Perplexity (an "AI search engine" company with 500 million in funding) can't bypass cloudflare's anti-bot checks. For each search Perplexity scrapes the top results and summarizes them for the user. Cloudflare intentionally blocks perplexity's scrapers because they ignore robots.txt and mimic real users to get around cloudflare's blocking features. Perplexity argues that their scraping is acceptable because it's user initiated.

Personally I think cloudflare is in the right here. The scraped sites get 0 revenue from Perplexity searches (unless the user decides to go through the sources section and click the links) and Perplexity's scraping is unnecessarily traffic intensive since they don't cache the scraped data.

[–] lividweasel@lemmy.world 6 points 21 hours ago (3 children)

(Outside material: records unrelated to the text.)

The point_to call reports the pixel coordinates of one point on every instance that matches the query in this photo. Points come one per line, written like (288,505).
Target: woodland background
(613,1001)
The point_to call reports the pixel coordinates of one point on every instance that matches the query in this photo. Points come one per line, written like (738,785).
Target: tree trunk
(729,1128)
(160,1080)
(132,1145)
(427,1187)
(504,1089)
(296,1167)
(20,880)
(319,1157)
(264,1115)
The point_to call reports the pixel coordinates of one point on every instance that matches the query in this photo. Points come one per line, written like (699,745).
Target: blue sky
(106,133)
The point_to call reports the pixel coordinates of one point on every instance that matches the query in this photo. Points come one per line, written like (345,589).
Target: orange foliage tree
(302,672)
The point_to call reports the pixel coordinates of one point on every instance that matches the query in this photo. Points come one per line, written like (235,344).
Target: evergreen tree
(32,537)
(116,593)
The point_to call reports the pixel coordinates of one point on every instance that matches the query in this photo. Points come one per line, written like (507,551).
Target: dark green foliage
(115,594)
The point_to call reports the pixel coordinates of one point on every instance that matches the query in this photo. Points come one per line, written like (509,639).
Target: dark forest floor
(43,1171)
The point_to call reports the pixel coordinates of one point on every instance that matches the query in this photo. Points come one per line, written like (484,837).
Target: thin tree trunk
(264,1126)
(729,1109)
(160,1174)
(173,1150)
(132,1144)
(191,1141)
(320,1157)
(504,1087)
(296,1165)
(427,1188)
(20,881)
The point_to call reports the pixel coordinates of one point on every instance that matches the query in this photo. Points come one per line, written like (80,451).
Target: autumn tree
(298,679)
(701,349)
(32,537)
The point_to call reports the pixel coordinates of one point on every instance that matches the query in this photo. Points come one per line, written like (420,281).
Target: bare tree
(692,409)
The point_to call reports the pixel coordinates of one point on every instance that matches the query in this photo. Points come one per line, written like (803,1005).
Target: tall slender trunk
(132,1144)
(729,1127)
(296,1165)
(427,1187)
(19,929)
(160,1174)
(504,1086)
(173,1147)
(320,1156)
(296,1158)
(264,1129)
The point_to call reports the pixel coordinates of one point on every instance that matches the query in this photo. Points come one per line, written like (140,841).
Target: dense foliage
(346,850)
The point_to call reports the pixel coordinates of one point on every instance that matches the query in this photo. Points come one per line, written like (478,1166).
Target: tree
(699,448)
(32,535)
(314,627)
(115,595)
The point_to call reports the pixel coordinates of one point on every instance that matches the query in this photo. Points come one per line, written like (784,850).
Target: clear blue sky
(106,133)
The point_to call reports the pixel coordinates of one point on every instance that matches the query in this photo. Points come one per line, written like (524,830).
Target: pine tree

…and Perplexity's scraping is unnecessarily traffic intensive since they don't cache the scraped data.

That seems almost maliciously stupid. We need to train a new model. Hey, where’d the data go? Oh well, let’s just go scrape it all again. Wait, did we already scrape this site? No idea, let’s scrape it again just to be sure.

[–] rdri@lemmy.world 1 points 3 hours ago

First we complain that AI steals and trains on our data. Then we complain when it doesn't train. Cool.

[–] jballs@lemmy.world 2 points 20 hours ago

It's worth giving the article a read. It seems that they're not using the data for training, but for real-time results.

[–] spankmonkey@lemmy.world 0 points 20 hours ago

They do it this way in case the data changed, similar to how a person would be viewing the current site. The training was for the basic understanding, the real time scraping is to account for changes.

It is also horribly inefficient and works like a small scale DDOS attack.